笑幽看着画上自己的神情,除了她知道,当时她处在意识迷离状态,任谁看了这画都会觉得女子是因这一吻而沉醉。他……他竟然画了重遇时在水道中的情形……每一笔,清晰流畅,栩栩如生,若非铭刻于心,没有人能将这一幕入画,亦不会画到如此细致传神的境界。
不羡鸾凤双栖蝶……她默念着他的句子,原来他的心中也能存这样一种情,纯粹而美好,他写下的时候,画着她,想的人也是她么?她心中似乎有什么即将破茧而出,伴着恐惧,伴着不确定……
叶离一直注视着笑幽,从她的反应判断,她手中的并不是他的那幅,他扫了一眼云意初,恰好看到后者藏着款款柔情的笑容,似乎云意初的笑容,只有面对笑幽时才不吝惜地呈现。叶离心中颇不是滋味,他不清楚云意初都画了些什么,但他心内明了,其内容绝对与他们俩的过往有关。风白居,他第一次见到笑幽时,云意初与笑幽之间的暗涌就证明他们早已相识,云意初当众投簪示爱,他在后来与笑幽不多的接触中以为,一切只是云意初的一厢情愿,现在再看笑幽的神色,显然事实并非如此,比之心下微微泛起的一点酸意,他更好奇的是,云意初和笑幽在遇到他之前究竟发生过什么……
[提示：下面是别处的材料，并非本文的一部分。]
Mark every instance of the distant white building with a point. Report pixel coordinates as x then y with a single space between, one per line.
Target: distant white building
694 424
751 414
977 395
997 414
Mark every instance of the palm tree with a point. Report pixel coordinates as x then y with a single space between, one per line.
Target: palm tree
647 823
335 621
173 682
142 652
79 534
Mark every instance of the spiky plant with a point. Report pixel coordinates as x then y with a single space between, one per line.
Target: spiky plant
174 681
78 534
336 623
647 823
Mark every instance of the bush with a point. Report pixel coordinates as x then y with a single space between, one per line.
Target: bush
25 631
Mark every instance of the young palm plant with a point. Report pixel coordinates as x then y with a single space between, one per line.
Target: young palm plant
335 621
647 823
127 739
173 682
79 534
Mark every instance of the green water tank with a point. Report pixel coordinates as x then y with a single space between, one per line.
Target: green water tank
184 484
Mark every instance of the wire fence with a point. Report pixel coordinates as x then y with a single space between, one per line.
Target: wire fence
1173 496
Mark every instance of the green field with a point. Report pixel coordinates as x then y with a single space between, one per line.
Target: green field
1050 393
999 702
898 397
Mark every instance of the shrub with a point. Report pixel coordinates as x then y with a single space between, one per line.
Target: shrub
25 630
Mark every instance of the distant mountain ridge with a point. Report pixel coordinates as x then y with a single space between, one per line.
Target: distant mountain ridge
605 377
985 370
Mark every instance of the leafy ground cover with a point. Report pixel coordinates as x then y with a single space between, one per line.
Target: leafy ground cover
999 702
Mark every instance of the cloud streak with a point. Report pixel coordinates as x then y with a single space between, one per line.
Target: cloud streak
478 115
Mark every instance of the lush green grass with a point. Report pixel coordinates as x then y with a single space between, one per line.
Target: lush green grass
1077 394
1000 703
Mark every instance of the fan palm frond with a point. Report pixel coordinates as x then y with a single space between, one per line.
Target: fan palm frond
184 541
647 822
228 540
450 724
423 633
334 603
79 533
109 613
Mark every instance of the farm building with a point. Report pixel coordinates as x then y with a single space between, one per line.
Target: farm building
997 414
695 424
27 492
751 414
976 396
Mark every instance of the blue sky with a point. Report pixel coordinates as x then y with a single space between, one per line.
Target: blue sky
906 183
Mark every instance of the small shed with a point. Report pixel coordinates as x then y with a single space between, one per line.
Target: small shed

诡异的气氛在三人间再次蔓延,谁都没有察觉一队蒙面人正迅速接近茶厅。
卷卷从大开的窗中看到笑幽手中展开的画卷,心下大急,但顷刻又平稳下来,楚笑幽既然还在看画,至少证明她还没做决定,一切都不算晚,经过接下来要发生的事,楚笑幽即便已经倾心谁,恐怕也会全部推翻吧!
严实的面巾,遮盖了卷卷透着预谋得逞的阴险笑容,如果笑幽曾看到,也许就不会掉入这个简陋的陷阱,可惜,这个世界没有如果。一切的错,要怪天……怪情……怪冲动……还是去怪那一条该死的面巾……都不能,只能怪自己的心,不曾看清层层红尘中翻滚的血色……(未完待续)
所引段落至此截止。